Robert Barnett is director of the Modern Tibet Studies Programme at Columbia University in New York.
"Traditionally, at least in the last couple of hundred years, there was a role for both sides in this process.
"What's happening now in China is instead of just confirming the decision made by lamas about which child is a reincarnation, now the Communist Party is effectively saying it wants to decide whether a lama reincarnates at all, and even sometimes which child gets chosen. So this is a kind of mission creep for the state."
In 1995, the Dalai Lama named a six-year-old boy as the reincarnation of the second most important leader in Tibetan Buddhism, the Panchen Lama. But he was hidden away by the Chinese authorities and replaced by a boy of their choosing.

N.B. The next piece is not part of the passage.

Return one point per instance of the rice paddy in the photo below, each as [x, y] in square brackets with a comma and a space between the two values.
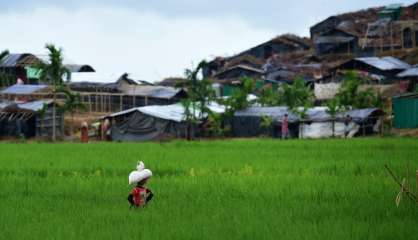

"They forced Tibetans to worship a certain child as the 11th Panchen Lama, when it's almost certain that no Tibetans actually believe that child is the 11th Panchen Lama.
"This is one of the most fascinating issues in the whole story: nobody in the Communist Party seems to have ever considered the possibility that they could rule Tibetans without a lama to be their intermediary.
"[It] seems to come out of an unquestioning idea that because Tibetans are often religious, they're therefore not susceptible to rational arguments about how wonderful Communism is and you have to persuade them through religion.
"So they have invested huge resources into trying to find a tame lama.
"They make films about the lama who supported the party in the 1930s, they made a TV series about another lama who supported the Communist Party and then they tried to develop these children who would become their supporters.
"Every time they've tried to do that it's failed. The children, when they grow up and become adults, either they flee to India to join the Dalai Lama or else they've turned into critics of the Communist Party from within the system.
"I think we have to look at all of this as negotiating moves on both sides. So the Dalai Lama is making these speculative, philosophical statements about, 'I might be coming back, I might not. I might come back as a woman.'
"This is his normal method as a Buddhist teacher of the kind that he is to make people think. But it's also a negotiating move with the Chinese to expose them to the kind of ridicule that they've put themselves in now by claiming to be able to arbitrate on matters like religion and reincarnation.
"This Dalai Lama has been so effective as a religious leader, even more so than as a political leader, that there's going to be huge force among his followers for him to come back. So it's quite likely that it's going to happen."
Tibetan writer and activist Jamyang Norbu fell out of favour with the present Dalai Lama when he criticised his "softly softly" approach to China.
"He doesn't have much of a choice. The lama's reincarnating is a political institution.
"It'll have to be the choice of the Tibetan government in exile and of the people.
"China will have their candidate up and running, and you can be 100% sure that they will.
"They'll just pick some Tibetan kid who looks cute enough and they'll put him up there and they'll say, 'This is the Dalai Lama.'
"If we don't have our own candidate from the general Tibetan Buddhist world, then they win by proxy.
"They could have him repeating their party policies, saying, 'President Xi Jinping is a wonderful person,' that Tibetans must not aspire to any kind of freedom of expression or even independence, that they must be good Chinese and give up all their aspirations.
"The ideal place for the [next] Dalai Lama to be born is in the Himalayas on the Indian side of the border, where the people are ethnically Tibetan, where there are Tibetan Buddhists, [and] they're very loyal to the Dalai Lama, to the Tibetan spiritual world.
"So if he's born there, it would drag in the government of India. They would be obliged to protect him.
"A revolution is certainly coming to Tibet. We've had series of uprisings since the 1980s, and it's culminating now. So I cannot predict what will happen, when it'll happen but I know, it's a gut feeling - and you can see it through the progression of uprisings and acts of opposition to China - that a big revolution is surely overdue."